The money. He’d forgotten all about that part, and he still didn’t like it. But it was clear Vivian wouldn’t give up until he accepted her money. For whatever reason, this woman was intensely loyal to her brother. And he hated that Winthrop was taking advantage of her and she didn’t seem to know it.
“Also…” Mischief shone in her eye. “I will not let you leave until you say yes .”
“You would hold me hostage?” He gave her a crooked smile.
“I would.”
Dantes sunk back into the sofa and studied Vivian for a long moment, her long, delicate fingers remaining upon his forearm. Her touch branded through to his skin, a strange sensation that raised caution. He met her dark eyes, so close, he could see the long, dark lashes that framed them.
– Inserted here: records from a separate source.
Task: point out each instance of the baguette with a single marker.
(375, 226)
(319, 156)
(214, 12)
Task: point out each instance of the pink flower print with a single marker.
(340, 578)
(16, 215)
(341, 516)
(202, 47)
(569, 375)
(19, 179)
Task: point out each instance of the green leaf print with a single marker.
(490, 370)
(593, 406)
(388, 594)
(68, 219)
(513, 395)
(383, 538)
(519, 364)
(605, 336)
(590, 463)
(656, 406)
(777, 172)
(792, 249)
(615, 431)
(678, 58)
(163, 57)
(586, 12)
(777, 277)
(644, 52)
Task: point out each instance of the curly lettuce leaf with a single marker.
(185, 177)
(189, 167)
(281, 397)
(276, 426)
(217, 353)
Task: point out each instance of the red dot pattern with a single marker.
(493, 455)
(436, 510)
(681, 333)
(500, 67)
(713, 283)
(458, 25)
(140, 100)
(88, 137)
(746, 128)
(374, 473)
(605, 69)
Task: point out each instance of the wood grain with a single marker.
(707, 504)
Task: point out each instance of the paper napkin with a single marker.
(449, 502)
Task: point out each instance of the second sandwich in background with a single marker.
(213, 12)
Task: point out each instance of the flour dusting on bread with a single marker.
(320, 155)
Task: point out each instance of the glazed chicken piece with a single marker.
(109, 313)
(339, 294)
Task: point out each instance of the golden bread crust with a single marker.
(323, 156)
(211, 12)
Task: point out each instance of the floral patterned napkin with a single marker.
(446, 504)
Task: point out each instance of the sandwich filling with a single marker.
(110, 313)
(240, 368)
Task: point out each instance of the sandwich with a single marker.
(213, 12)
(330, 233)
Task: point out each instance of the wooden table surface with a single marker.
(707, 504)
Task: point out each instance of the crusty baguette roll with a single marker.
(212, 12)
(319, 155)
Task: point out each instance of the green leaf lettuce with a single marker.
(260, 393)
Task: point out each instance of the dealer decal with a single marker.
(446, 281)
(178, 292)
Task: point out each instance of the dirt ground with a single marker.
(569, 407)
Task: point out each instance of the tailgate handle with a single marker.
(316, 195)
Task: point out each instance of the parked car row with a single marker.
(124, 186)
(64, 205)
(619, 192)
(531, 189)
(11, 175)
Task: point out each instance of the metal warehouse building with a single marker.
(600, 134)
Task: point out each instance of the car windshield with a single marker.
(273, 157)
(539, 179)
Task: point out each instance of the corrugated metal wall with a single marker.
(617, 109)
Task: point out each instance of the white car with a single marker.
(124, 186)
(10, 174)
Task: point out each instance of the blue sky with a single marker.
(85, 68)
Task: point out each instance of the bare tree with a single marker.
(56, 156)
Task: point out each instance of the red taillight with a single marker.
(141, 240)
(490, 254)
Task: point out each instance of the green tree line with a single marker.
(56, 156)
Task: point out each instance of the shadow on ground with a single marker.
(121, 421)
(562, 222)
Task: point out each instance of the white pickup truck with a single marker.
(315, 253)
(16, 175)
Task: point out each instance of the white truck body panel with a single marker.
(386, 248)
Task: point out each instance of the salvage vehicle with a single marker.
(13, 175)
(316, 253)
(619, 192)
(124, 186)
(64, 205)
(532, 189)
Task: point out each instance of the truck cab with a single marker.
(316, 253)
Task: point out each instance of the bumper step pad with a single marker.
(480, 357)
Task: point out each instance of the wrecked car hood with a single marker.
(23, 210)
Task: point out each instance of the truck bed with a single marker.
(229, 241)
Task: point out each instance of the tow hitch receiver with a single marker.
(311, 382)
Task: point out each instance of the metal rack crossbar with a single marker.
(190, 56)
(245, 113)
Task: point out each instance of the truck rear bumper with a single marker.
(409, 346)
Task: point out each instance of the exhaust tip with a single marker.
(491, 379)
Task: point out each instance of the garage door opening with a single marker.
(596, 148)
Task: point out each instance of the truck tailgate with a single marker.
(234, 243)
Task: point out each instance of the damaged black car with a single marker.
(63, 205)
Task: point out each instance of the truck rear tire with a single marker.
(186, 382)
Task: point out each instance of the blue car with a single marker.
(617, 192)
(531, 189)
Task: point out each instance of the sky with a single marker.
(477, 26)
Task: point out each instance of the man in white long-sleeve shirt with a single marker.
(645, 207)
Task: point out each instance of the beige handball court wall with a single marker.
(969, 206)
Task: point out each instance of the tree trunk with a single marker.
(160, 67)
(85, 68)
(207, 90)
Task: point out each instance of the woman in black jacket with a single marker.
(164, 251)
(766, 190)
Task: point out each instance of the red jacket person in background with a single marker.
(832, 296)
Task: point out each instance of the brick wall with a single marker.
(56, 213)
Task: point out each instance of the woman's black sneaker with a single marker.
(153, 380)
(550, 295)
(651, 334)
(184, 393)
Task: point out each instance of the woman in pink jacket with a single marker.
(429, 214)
He did have the information she wanted. But he already knew which aristocratic men remained unmarried. Presuming she would be happiest with someone near to her age, excluding older widowers and freshly of-age men a decade younger meant there really weren’t many left. And they were all men who’d either put off marriage to indulge in their favorite sins, or men with such awful reputations no title or amount of money, even these days when estates were collapsing, could win a bride. While Dantes was not a marrying man himself, not that she would even consider him—a true gentleman had manners, morals, and a bespoke wardrobe that made even the hideous marginally attractive, traits Dantes did not possess—the thought of putting her with any of those idiots made him sick.
Perhaps, though, he was unaware of the one perfect gentleman for her and would find him at one of the infernal events she thought she had to go to.
So, he agreed on her deal and promised to meet her at the insipid ball in two weeks’ time.